Support Vector Machine

Kernel machines are used to compute non-linearly separable functions into a higher dimension linearly separable function.
Image taken from wikimedia and made by user Alisneaky.

Definition:

A Support Vector Machine (SVM) is a discriminative classifier formally defined by a separating hyperplane. In other words, given labeled training data (supervised learning), the algorithm outputs an optimal hyperplane which categorizes new examples. -- Savan Patel

Problem solved using the algorithm: Classify tumors as benign or malign, based on about 30 criteria such as size, growth and many more.

Accuracy: ~92% - ~96%

K-Means Clustering

Convergence of k-means clustering from an unfavorable starting position (two initial cluster centers are fairly close).
Image taken from wikimedia and made by user Chire.

Definition:

The k-means clustering algorithm attempts to split a given anonymous data set (a set containing no information as to class identity) into a fixed number (k) of clusters. Initially k number of so called centroids are chosen. A centroid is a data point (imaginary or real) at the center of a cluster. -- Ola Söder

Problem solved using the algorithm: Classifing handwritten digits.

Accuracy:

  • inertia: 69510
  • homogeneity: ~0.61
  • completeness: ~0.66
  • v-measure: ~0.63
  • adjusted-rand: ~0.48
  • adjusted-mutual-info: ~0.61
  • silhouette: ~0.14

Explanation:

(can also be found as a comment in the k_means_cluster.py)

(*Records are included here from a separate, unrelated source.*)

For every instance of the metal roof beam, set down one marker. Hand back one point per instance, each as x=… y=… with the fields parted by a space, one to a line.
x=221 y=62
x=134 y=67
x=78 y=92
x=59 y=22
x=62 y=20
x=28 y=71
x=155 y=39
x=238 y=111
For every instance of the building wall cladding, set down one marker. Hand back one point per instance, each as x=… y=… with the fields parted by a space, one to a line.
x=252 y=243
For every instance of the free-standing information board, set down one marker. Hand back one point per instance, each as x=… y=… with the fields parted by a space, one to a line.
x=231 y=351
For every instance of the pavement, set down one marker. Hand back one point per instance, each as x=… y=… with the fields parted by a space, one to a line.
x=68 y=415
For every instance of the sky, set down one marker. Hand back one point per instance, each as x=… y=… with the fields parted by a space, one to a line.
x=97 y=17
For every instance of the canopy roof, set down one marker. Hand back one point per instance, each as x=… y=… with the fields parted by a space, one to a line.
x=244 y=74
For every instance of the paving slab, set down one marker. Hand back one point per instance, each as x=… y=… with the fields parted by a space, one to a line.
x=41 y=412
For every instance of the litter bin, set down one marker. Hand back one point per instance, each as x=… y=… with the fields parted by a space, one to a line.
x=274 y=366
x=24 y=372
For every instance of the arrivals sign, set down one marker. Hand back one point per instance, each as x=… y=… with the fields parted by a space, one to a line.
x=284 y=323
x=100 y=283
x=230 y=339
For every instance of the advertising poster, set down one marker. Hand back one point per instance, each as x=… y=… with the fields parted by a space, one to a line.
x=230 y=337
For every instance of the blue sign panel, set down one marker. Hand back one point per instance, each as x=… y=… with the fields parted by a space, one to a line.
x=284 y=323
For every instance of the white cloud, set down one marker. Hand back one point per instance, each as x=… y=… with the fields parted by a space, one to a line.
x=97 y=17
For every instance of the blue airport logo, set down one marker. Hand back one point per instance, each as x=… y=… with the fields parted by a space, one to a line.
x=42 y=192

  • inertia: within-cluster sum-of-squares
  • homogeneity: each cluster contains only members of a single class (range 0 - 1)
  • completeness: all members of a given class are assigned to the same cluster (range 0 - 1)
  • v-measure: harmonic mean of homogeneity and completeness
  • adjusted_rand: similarity of the actual values and their predictions, ignoring permutations and with chance normalization (range -1 to 1, -1 being bad, 1 being perfect and 0 being random)
  • adjusted_mutual_info: agreement of the actual values and predictions, ignoring permutations (range 0 - 1, with 0 being random agreement and 1 being perfect agreement)
  • silhouette: uses the mean distance between a sample and all other points in the same class, as well as the mean distance between a sample and all other points in the nearest cluster to calculate a score (range: -1 to 1, with the former being incorrect, and the latter standing for highly dense clustering. 0 indicates overlapping clusters.

Decision Trees

A sample tree
Image generated using decision_tree.py.

Definition:

In computer science, Decision tree learning uses a decision tree (as a predictive model) to go from observations about an item (represented in the branches) to conclusions about the item's target value (represented in the leaves). -- Wikipedia

Problem solved using the algorithm: Predicting the onset of diabetes based on diagnostic measures.

Accuracy:

  • ~78% with a depth of 4 and information gain as attribute selection measure
  • ~76% with a depth of 3 and information gain as attribute selection measure
  • ~76% with a depth of 4 and gini impurity as attribute selection measure

Neural Networks

A network with the topology 4-10-3
The first neural network declared in neural_network.py

A neural network with the topology 4-5-3-3
The second network declared in neural_network.py

Definition:

Artificial neural networks (ANN) or connectionist systems are computing systems that are inspired by, but not identical to, biological neural networks that constitute animal brains. Such systems "learn" to perform tasks by considering examples, generally without being programmed with task-specific rules. -- Wikipedia

Problem solved using neural networks: Classifcation of iris flowers based on petal length and width as well as sepal length and width.

Accuracy: Both networks get a mean accuracy of around 0.9 to 1.0.